Once again it is a chaotic Christmastime at the McCallister house, complete with dense parents, crude in-laws and insensitive siblings. Once again the McCallisters mess up their alarm clock and have to rush pell-mell to the airport to catch a vacation flight. And, though they don’t leave young Kevin (the redoubtable Macaulay Culkin) at home this time, they do manage to lose him at the airport, where he ends up on a flight to New York while they are off to Florida. “This happened to me last year,” the lad says to an airline employee. No kidding.
Once in New York, producer John Hughes’ screenplay expends a modicum of originality on getting Kevin checked into a suite at the Plaza, referred to so often as the city’s “most exciting hotel experience” that the movie starts to feel like a large-scale ad for Donald Trump, who makes a cameo appearance. And, just like last year, Kevin gorges himself on junk food and junkier movies, happier than he ever could be with his feeble family.
But, wouldn’t you know it, those dread but dense burglars Harry and Marvin (Joe Pesci and Daniel Stern) have also just arrived in New York, fresh from a prison break and ready for all manner of evil deeds. Of course they run into Kevin, and of course, he manages to lure them into a deserted house where he can continue inflicting the kind of punishment on the bad guys that made the first film so popular.
That slapstick combat, which had a welcome freshness and surprise the first time around, now has an overly frantic, can-we-top-ourselves air that is still amusing but not nearly as much fun. Also, the stunts have quite consciously crossed over from borderline cartoonishness to outright sadism. Firing a staple gun into Marvin’s forehead, no matter how cleverly done, still may not be everyone’s idea of a good time.
A good time is also what “Home Alone 2’s” actors don’t seem to be having. Though everyone goes through the paces gamely enough, there is an air of tiredness to most of the performances. Even Macaulay Culkin, appealing though he still is, seems ever so slightly bored with his role, and his trademark screams have lost their wild abandon.
Given this, it’s not surprising that the best performance in this film comes not from any of the returning cast members but from Tim Curry, who has a spry comic turn as Mr. Hector, the Plaza’s insufferably snoopy concierge.

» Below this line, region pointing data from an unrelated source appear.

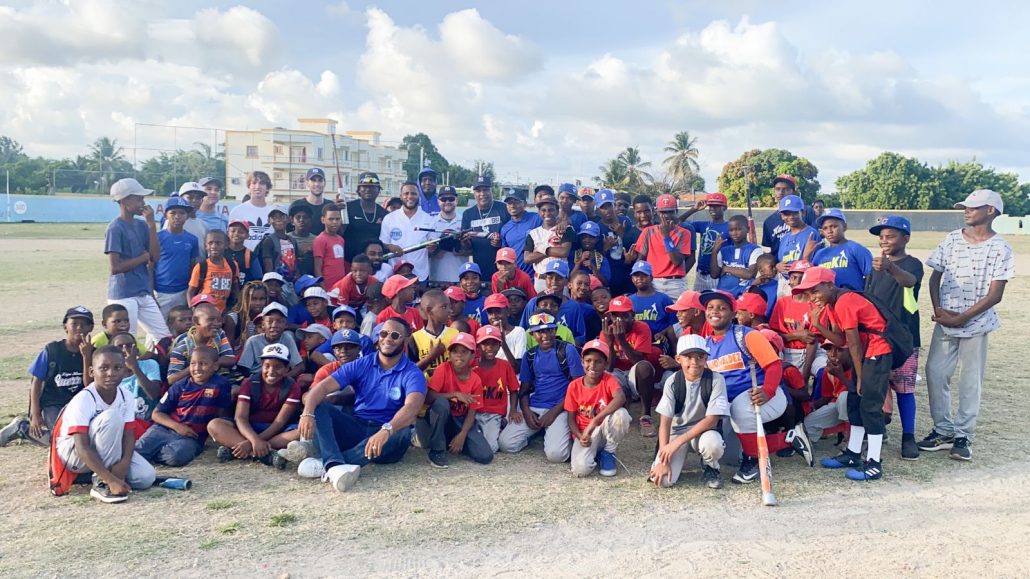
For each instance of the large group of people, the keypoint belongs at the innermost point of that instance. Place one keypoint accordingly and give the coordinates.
(325, 337)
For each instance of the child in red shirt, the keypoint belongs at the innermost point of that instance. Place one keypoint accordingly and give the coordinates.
(596, 417)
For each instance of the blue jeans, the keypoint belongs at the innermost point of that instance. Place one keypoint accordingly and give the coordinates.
(342, 438)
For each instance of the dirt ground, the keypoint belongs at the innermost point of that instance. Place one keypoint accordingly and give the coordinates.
(519, 515)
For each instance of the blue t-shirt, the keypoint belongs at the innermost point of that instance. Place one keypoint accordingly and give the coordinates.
(379, 394)
(850, 262)
(128, 240)
(707, 233)
(651, 310)
(550, 383)
(177, 253)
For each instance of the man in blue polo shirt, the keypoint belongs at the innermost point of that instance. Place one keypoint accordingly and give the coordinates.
(389, 390)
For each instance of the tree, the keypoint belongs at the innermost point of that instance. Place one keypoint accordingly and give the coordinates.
(761, 167)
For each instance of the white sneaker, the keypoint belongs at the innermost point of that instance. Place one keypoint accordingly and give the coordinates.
(342, 476)
(311, 468)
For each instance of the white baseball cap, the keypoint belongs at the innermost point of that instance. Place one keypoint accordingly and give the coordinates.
(983, 197)
(129, 186)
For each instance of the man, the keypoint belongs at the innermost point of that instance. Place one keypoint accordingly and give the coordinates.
(774, 228)
(389, 390)
(514, 233)
(970, 268)
(486, 217)
(409, 227)
(444, 263)
(365, 215)
(315, 200)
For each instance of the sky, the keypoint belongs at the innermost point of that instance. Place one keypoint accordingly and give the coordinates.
(547, 91)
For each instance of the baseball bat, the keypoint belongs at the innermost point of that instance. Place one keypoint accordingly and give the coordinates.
(764, 466)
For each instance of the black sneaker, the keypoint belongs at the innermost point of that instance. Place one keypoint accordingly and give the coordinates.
(910, 450)
(961, 450)
(935, 441)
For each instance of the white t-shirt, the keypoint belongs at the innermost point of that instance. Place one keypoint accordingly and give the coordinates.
(399, 229)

Displaying the spirit the others lack, Curry energizes the film every time he is on the screen, a boost Chris Columbus’ otherwise pro forma direction is always grateful for.

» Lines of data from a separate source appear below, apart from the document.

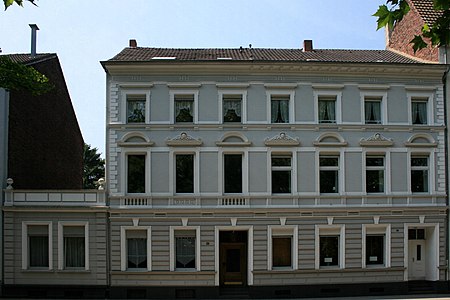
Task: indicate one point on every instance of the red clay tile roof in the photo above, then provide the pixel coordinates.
(425, 10)
(140, 54)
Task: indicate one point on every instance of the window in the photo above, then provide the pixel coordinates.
(232, 173)
(374, 174)
(279, 108)
(185, 249)
(372, 110)
(38, 246)
(184, 173)
(136, 108)
(281, 174)
(74, 247)
(232, 108)
(327, 109)
(136, 249)
(419, 174)
(329, 174)
(184, 108)
(419, 111)
(136, 173)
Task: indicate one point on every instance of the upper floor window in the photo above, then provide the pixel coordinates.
(184, 108)
(327, 109)
(372, 110)
(279, 108)
(136, 108)
(419, 111)
(232, 108)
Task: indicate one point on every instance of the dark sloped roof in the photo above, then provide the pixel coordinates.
(140, 54)
(426, 11)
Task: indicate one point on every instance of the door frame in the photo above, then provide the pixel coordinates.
(249, 230)
(432, 250)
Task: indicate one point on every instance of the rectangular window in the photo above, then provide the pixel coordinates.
(327, 109)
(136, 249)
(372, 110)
(282, 251)
(281, 174)
(136, 108)
(375, 249)
(184, 108)
(374, 174)
(232, 108)
(136, 174)
(329, 251)
(74, 247)
(419, 111)
(232, 173)
(185, 249)
(38, 251)
(184, 173)
(419, 174)
(279, 108)
(329, 174)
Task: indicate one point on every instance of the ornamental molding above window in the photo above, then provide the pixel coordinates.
(233, 138)
(183, 139)
(330, 139)
(282, 139)
(135, 139)
(421, 140)
(376, 140)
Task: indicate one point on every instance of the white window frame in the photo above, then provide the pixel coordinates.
(123, 246)
(421, 97)
(377, 229)
(61, 251)
(233, 92)
(173, 93)
(26, 249)
(283, 231)
(124, 104)
(338, 105)
(365, 96)
(330, 230)
(291, 94)
(172, 250)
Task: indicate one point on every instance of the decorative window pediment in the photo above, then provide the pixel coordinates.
(135, 139)
(233, 138)
(376, 140)
(421, 140)
(282, 139)
(183, 139)
(330, 139)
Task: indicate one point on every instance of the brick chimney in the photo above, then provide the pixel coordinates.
(307, 46)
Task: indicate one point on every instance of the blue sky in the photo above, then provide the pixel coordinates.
(83, 33)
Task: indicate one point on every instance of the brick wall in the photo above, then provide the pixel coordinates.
(402, 34)
(45, 145)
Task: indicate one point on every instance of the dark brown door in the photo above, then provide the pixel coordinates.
(233, 264)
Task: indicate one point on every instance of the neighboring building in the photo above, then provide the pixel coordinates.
(274, 173)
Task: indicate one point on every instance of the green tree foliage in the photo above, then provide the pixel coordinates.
(16, 77)
(438, 34)
(93, 167)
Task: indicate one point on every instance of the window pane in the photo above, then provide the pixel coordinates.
(374, 249)
(233, 173)
(185, 173)
(281, 251)
(329, 250)
(184, 108)
(136, 108)
(137, 252)
(136, 173)
(38, 251)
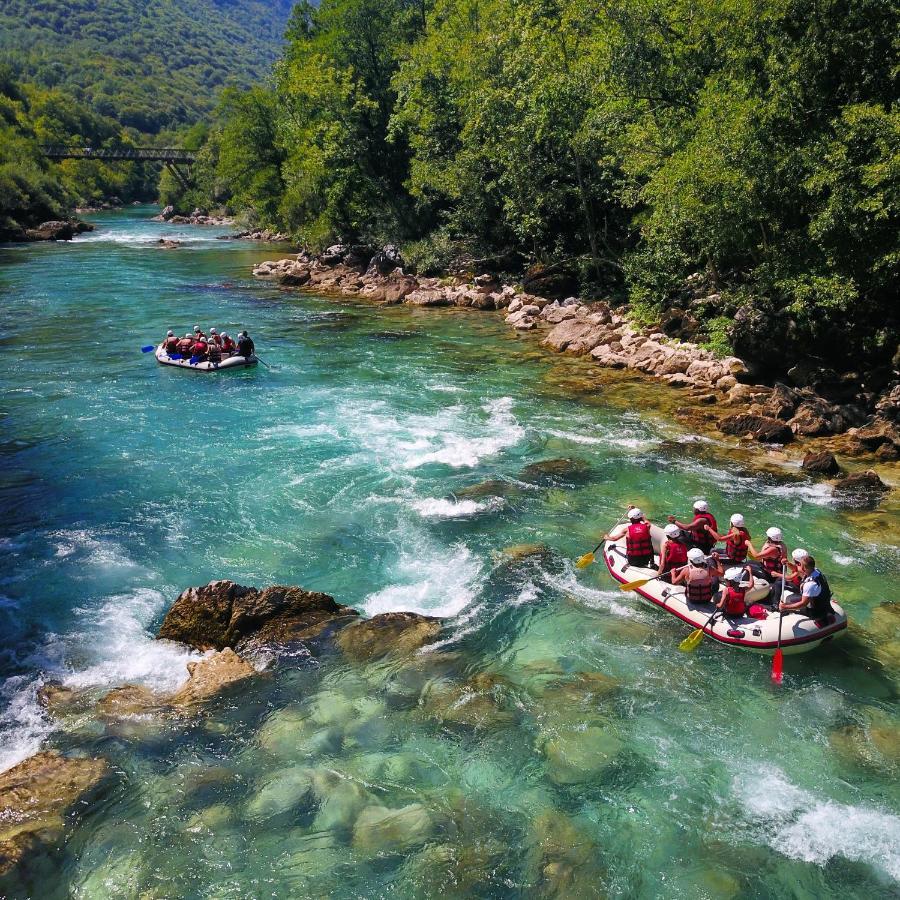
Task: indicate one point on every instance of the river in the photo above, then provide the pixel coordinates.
(602, 762)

Though the first “Home Alone” had its moments of undue sentimentality as Kevin dealt with the specter of a frightening neighbor played by Roberts Blossom, the sequel makes that episode look almost restrained. It features both Eddie Bracken as the nicest, sweetest man in New York and Brenda Fricker as the Pigeon Lady, a lonely street person whose life is headed in the wrong direction before a thoughtful heart-to-heart with Kevin, the world’s youngest advice columnist, brings a little light into her humdrum life.

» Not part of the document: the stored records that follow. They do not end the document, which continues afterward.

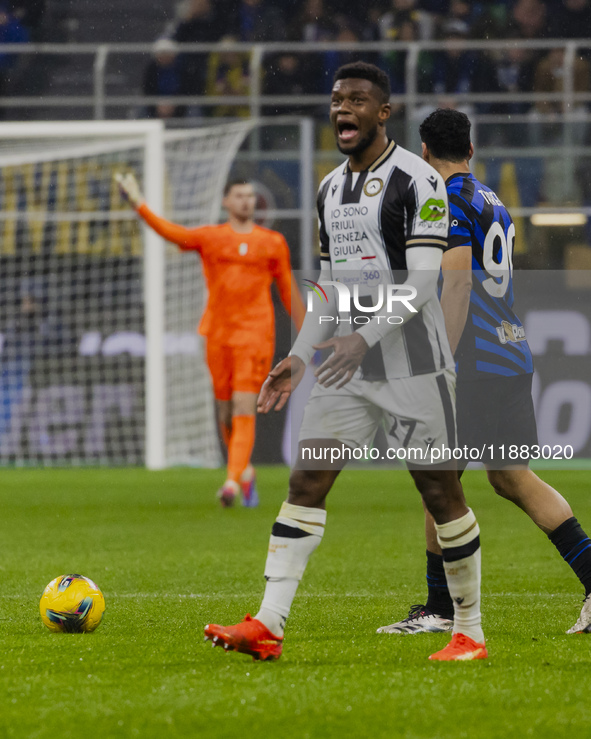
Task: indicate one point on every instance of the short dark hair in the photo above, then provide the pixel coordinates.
(365, 71)
(446, 134)
(235, 181)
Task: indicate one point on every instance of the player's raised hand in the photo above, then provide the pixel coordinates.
(347, 355)
(281, 382)
(130, 189)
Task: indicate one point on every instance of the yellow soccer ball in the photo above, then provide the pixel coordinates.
(72, 604)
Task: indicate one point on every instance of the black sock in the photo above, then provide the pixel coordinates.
(575, 548)
(439, 600)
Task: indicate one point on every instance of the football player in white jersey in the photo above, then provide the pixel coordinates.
(382, 213)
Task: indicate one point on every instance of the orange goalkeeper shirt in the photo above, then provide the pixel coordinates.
(239, 269)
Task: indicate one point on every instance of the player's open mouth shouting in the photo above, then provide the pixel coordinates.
(353, 111)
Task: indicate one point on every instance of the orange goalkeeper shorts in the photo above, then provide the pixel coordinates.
(237, 369)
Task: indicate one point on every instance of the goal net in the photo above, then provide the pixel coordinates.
(100, 359)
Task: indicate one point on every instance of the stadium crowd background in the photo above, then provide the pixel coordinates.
(550, 173)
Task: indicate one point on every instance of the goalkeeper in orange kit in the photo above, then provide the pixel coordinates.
(241, 260)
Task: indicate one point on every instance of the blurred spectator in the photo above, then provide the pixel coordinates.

In fact, “Home Alone 2" (citywide, rated PG for comic action and mild language) is so awash in what Kevin’s brother Buzz would call “a gooey show of emotion” that it feels like Hughes and company wanted to make a holiday perennial that would earn money year after year. Instead, this film has as much lasting appeal as a Hallmark card with a joy buzzer attached. You’ll smile slightly, but the only ages this film is destined for are those not yet old enough to vote.
‘Home Alone 2: Lost in New York’
Macaulay Culkin: Kevin McCallister
Joe Pesci: Harry Lyme
Daniel Stern: Marvin Murchins
John Heard: Peter McCallister
Catherine O’Hara: Kate McCallister
Brenda Fricker: The Pigeon Lady
Tim Curry: Mr. Hector
Released by 20th Century Fox Pictures. Director Chris Columbus. Producer John Hughes. Executive producers Mark Radcliffe, Duncan Henderson, Richard Vane. Screenplay John Hughes. Cinematographer Julio Macat. Editor Raja Cosnell. Costumes Jay Hurley. Music John Williams. Production design Sandy Veneziano. Running time: 2 hours, 1 minute.
MPAA-rated PG (comic action and mild language).